What’s NOT Counted in a Credit Score

Federal laws including the Equal Credit Opportunity Act and Consumer Credit Protection Act prohibit certain things from being factored into credit scores. Such things include:

  • Race, color, religion, national origin, sex and marital status. US law prohibits credit scoring from considering these facts, as well as any receipt of public assistance, or the exercise of any consumer right under the Consumer Credit Protection Act.

  • Your age. Other types of scores may consider your age, but credit scores don't.

  • Your salary, occupation, title, employer, date employed or employment history. Lenders may consider this information, but it is not used in the credit score.

  • Where you live.

  • Any interest rate being charged on a particular credit card or other account.

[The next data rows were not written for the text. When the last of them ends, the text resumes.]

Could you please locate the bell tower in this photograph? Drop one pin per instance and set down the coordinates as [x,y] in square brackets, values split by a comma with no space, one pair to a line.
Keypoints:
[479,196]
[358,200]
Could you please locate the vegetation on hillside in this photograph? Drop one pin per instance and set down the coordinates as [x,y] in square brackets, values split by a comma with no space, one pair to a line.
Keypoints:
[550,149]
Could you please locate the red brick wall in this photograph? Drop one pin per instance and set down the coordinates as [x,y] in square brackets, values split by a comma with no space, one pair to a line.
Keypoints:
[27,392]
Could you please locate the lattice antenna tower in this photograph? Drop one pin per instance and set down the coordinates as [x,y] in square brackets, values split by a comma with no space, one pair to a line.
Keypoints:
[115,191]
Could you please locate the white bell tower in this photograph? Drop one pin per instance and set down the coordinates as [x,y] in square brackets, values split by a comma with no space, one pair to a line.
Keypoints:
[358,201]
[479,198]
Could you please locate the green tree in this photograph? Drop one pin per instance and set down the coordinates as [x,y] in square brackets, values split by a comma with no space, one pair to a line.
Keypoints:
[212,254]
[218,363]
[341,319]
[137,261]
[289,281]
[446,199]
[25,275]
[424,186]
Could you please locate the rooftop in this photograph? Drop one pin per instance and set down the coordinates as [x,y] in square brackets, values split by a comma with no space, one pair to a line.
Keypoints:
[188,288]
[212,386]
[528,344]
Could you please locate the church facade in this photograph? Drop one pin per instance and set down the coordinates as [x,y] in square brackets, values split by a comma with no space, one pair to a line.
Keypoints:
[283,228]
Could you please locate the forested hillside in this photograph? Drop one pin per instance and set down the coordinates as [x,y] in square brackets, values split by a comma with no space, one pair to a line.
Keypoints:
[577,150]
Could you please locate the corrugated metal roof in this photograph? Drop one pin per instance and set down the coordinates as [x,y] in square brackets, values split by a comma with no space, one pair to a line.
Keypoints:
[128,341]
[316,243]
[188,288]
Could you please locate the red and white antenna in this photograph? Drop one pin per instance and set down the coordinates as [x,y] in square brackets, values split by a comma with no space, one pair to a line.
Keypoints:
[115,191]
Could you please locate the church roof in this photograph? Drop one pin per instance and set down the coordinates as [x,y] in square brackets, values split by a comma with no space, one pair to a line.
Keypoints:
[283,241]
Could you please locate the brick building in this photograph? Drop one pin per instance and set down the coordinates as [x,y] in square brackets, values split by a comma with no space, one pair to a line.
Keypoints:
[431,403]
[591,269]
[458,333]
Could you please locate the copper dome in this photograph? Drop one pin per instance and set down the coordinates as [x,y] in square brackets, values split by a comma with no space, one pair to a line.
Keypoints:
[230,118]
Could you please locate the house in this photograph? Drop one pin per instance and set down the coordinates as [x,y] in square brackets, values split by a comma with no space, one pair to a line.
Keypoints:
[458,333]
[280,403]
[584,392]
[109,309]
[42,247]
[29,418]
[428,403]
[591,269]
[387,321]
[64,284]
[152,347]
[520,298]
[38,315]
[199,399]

  • Any items reported as child/family support obligations or rental agreements.

  • Certain types of inquiries. The score does not count “consumer-initiated” inquiries -- requests you have made for your credit report, in order to check it. It also does not count “promotional inquiries” –- requests made by lenders in order to make you a “pre-approved” credit offer –- or “administrative inquiries” – requests made by lenders to review your account with them. Requests that are marked as coming from employers are not counted either.

  • Any information not found in your credit report.

  • Any information that is not proven to be predictive of future credit performance.